The decoding analysis shown in Figure 3d was similar to that described above, except that the decay of decoding accuracy across the block was tested by using a sliding set of trials for both the flavor transition and flavor unchanged analyses. Each curve was then compared to chance by permutation tests with 100 shuffles of the flavor labels each. The accuracy in the unshuffled data was considered significantly greater than chance when it was in the top 5% of the shuffle distribution for five consecutive sliding sets of trials. Average baseline firing rate on the trial-sets included in each of the decoding algorithms was also calculated and shown on Figure 3d.

We tested the latency of flavor decoding in the first ten trials of blocks 4 and 5 combined by advancing a 200 ms sliding epoch from the time of new flavor drop delivery until significance (by permutation test, p<0.05) was reached and maintained for at least five consecutive bins. We identified the latency as the end of the first significant epoch.

Experiment 2

Subjects

Twenty three human participants (nine male, ages 19–34, mean ± SD = 25.5±4.1 years) with no history of psychiatric illness gave informed written consent to participate in this study. The study protocol was approved by the Northwestern University Institutional Review Board.

Odor stimuli and presentation

Request a detailed protocol

Eight food odors, including four sweet (strawberry, caramel, cupcake, gingerbread) and four savory (potato chips, pot roast, sautéed onions, garlic), were provided by International Flavors and Fragrances (New York, NY). For all experimental tasks, odors were delivered directly to participants’ noses using a custom-built computer-controlled olfactometer.

Odor selection and task familiarization

Request a detailed protocol

In an initial behavioral testing session, hungry participants (fasted for at least 6 hr) first provided pleasantness ratings of the eight food odors. Based on these ratings, one sweet odor and one savory odor were chosen such that they were matched as closely as possible in pleasantness. Next, we acquired pleasantness ratings for the two selected odors across a range of odor concentrations, diluted to varying degrees with odorless air.
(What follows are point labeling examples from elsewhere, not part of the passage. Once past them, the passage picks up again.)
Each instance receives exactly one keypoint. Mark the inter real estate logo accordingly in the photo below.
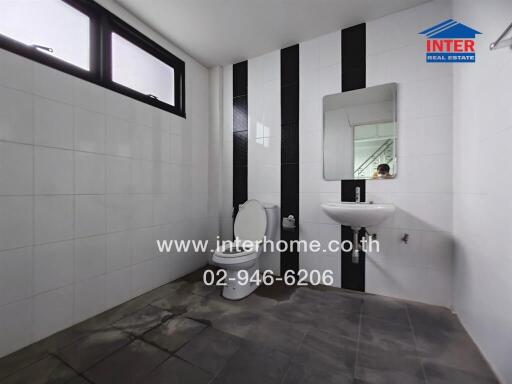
(450, 42)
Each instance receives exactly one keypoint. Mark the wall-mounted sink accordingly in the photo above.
(358, 215)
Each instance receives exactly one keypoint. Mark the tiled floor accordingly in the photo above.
(187, 333)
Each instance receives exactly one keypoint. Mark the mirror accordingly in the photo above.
(360, 134)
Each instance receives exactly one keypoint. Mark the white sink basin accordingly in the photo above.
(358, 215)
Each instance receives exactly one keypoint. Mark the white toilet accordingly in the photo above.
(254, 221)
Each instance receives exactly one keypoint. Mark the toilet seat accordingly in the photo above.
(250, 225)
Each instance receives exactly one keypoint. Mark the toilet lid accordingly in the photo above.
(251, 221)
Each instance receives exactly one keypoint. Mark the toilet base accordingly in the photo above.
(234, 290)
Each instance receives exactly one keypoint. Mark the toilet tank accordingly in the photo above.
(272, 212)
(269, 260)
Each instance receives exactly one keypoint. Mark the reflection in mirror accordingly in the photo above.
(360, 134)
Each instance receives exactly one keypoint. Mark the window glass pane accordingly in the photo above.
(138, 70)
(48, 23)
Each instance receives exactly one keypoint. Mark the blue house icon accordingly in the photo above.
(450, 29)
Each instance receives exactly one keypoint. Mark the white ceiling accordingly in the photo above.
(218, 32)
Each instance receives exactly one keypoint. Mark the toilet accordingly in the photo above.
(253, 222)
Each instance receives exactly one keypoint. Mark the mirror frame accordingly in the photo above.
(396, 132)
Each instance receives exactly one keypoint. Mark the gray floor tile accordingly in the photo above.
(252, 302)
(128, 365)
(143, 320)
(278, 291)
(338, 323)
(387, 309)
(47, 371)
(176, 371)
(452, 349)
(442, 319)
(324, 351)
(237, 323)
(277, 334)
(379, 366)
(21, 359)
(210, 350)
(174, 333)
(387, 335)
(208, 310)
(257, 336)
(254, 364)
(327, 300)
(177, 302)
(298, 313)
(78, 380)
(298, 374)
(439, 374)
(89, 350)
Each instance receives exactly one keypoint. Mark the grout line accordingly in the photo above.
(358, 341)
(416, 344)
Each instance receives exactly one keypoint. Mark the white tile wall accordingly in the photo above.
(264, 137)
(226, 220)
(320, 75)
(482, 135)
(422, 192)
(88, 180)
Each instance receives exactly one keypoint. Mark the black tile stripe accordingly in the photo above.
(240, 135)
(353, 76)
(290, 150)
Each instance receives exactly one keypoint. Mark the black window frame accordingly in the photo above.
(102, 24)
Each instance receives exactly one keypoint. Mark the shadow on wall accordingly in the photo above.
(415, 260)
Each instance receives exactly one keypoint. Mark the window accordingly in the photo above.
(136, 69)
(83, 39)
(49, 26)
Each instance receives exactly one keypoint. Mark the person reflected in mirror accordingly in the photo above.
(382, 172)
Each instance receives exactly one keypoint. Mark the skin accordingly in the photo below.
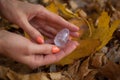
(37, 22)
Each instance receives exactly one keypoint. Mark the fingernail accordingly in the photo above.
(55, 49)
(40, 40)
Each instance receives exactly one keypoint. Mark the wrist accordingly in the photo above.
(1, 33)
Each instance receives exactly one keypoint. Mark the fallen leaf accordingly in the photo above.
(111, 71)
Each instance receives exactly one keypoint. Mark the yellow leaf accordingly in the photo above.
(104, 31)
(92, 40)
(85, 48)
(57, 7)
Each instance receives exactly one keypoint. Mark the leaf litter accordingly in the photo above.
(96, 58)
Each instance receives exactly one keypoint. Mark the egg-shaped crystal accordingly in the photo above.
(62, 37)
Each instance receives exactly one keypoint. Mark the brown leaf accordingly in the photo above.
(110, 71)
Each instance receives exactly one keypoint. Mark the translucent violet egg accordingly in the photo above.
(61, 38)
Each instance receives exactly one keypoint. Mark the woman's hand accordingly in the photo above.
(34, 55)
(35, 19)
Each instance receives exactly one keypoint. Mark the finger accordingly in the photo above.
(41, 24)
(43, 49)
(46, 34)
(52, 18)
(69, 48)
(52, 58)
(33, 33)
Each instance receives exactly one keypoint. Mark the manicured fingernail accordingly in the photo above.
(55, 49)
(40, 40)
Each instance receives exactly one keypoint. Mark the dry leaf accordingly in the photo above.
(110, 71)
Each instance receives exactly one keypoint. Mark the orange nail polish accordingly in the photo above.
(40, 40)
(55, 49)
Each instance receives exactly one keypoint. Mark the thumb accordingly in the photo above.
(31, 31)
(43, 49)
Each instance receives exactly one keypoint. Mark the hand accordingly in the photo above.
(35, 19)
(34, 55)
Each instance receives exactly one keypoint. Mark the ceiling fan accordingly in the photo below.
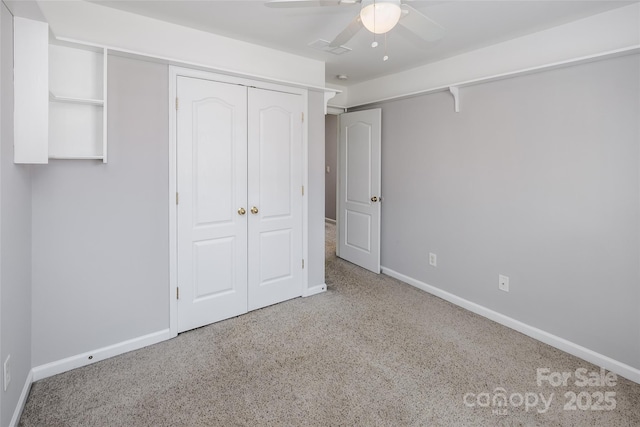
(377, 16)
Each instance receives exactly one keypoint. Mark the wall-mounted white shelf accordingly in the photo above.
(77, 101)
(87, 101)
(61, 97)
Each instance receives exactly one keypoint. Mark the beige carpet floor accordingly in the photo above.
(371, 351)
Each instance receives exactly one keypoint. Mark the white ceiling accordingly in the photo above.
(469, 25)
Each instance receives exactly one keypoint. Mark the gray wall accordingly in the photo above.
(316, 188)
(100, 231)
(331, 161)
(15, 239)
(537, 178)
Based on these ratings, we selected two concentrations for each odor, such that the two low-concentration odors had the same pleasantness and the two high-concentration odors had the same pleasantness.
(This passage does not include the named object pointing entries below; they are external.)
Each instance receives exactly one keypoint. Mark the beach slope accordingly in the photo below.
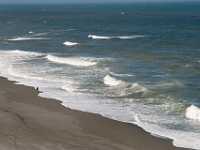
(29, 122)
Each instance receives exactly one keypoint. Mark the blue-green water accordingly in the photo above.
(137, 63)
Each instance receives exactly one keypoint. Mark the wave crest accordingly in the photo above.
(74, 61)
(27, 38)
(193, 112)
(68, 43)
(128, 37)
(119, 88)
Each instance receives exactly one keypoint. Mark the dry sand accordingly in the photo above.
(29, 122)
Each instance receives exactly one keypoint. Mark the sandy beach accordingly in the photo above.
(29, 122)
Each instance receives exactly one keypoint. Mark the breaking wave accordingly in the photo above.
(27, 38)
(74, 61)
(121, 88)
(193, 112)
(115, 37)
(68, 43)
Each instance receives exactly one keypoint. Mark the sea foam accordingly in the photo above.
(97, 37)
(27, 38)
(74, 61)
(193, 112)
(111, 81)
(68, 43)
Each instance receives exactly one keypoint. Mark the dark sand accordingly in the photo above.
(29, 122)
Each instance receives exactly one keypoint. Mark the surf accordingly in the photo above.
(73, 61)
(128, 37)
(68, 43)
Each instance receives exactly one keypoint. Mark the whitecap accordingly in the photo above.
(193, 112)
(68, 43)
(27, 38)
(115, 37)
(120, 88)
(121, 74)
(111, 81)
(99, 37)
(74, 61)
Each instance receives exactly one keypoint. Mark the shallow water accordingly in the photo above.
(137, 63)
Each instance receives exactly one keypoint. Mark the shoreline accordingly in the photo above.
(29, 122)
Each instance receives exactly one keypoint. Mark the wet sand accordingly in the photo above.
(29, 122)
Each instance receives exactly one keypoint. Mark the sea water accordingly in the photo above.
(137, 63)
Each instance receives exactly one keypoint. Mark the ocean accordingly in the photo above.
(138, 63)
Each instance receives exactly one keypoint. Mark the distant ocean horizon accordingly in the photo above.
(137, 63)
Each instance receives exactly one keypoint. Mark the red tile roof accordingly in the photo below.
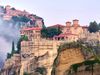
(66, 34)
(33, 28)
(57, 25)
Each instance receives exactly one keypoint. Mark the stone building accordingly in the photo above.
(46, 49)
(12, 66)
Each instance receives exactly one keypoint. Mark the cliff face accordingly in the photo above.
(66, 57)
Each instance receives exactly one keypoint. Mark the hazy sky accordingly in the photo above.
(59, 11)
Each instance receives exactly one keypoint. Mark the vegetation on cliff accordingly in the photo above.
(74, 67)
(22, 38)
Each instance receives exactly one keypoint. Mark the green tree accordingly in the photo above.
(41, 70)
(13, 49)
(8, 55)
(93, 27)
(22, 38)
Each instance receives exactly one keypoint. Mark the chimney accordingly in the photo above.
(68, 24)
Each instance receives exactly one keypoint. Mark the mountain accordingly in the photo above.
(11, 21)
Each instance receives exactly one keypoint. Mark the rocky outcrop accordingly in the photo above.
(68, 54)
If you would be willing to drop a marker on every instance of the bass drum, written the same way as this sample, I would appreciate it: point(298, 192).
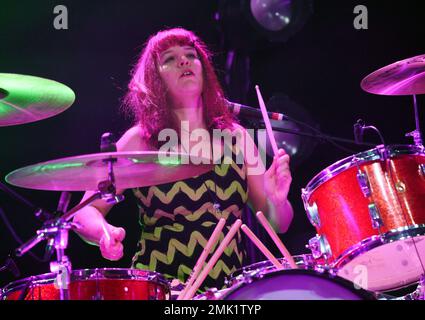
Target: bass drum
point(92, 284)
point(295, 284)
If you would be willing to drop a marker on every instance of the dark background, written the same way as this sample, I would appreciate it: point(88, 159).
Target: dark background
point(319, 69)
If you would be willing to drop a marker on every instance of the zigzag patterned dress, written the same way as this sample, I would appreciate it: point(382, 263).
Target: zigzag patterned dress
point(177, 219)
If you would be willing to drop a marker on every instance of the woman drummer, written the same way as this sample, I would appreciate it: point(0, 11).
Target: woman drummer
point(174, 86)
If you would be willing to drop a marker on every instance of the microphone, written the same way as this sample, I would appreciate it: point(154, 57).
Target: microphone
point(11, 266)
point(64, 200)
point(107, 143)
point(250, 112)
point(359, 127)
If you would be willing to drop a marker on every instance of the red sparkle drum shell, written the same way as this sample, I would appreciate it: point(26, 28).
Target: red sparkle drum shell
point(342, 214)
point(92, 284)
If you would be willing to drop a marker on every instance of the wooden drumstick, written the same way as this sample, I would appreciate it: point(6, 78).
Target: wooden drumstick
point(229, 236)
point(201, 260)
point(276, 239)
point(105, 229)
point(266, 121)
point(261, 246)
Participants next completed 84 trials of the instrumental reversal learning task they would eventually complete in the fMRI scanner. For this task, two abstract visual symbols were randomly chosen to serve as conditioned stimuli (CS) throughout the rest of the experiment. Each trial started with either one of the two CS’s (indicating it was a forced choice trial) or a question mark (indicating it was a free choice trial) presented for 4 s. Both CS’s were then presented on either side of a center crosshair (side fully randomized and counterbalanced) for 1.5 s, during which time participants were instructed to choose via left or right mouse click the CS that appeared alone in the preceding screen (in the case of a forced choice trial), or whichever CS they preferred (in the case of a free choice trial). If no response was made within 1.5 s, ‘TOO SLOW’ appeared on the screen and the next trial was initiated after a variable delay. If a response was made, the odor currently paired with the selected CS was delivered after a 2 s delay. Odor delivery, lasting 3 s, was indicated by changing the color of the center crosshair to blue, informing participants to sniff. Participants then rated either the pleasantness or identity of the received odor (rating type randomized), followed by a 0–2 s inter-trial interval.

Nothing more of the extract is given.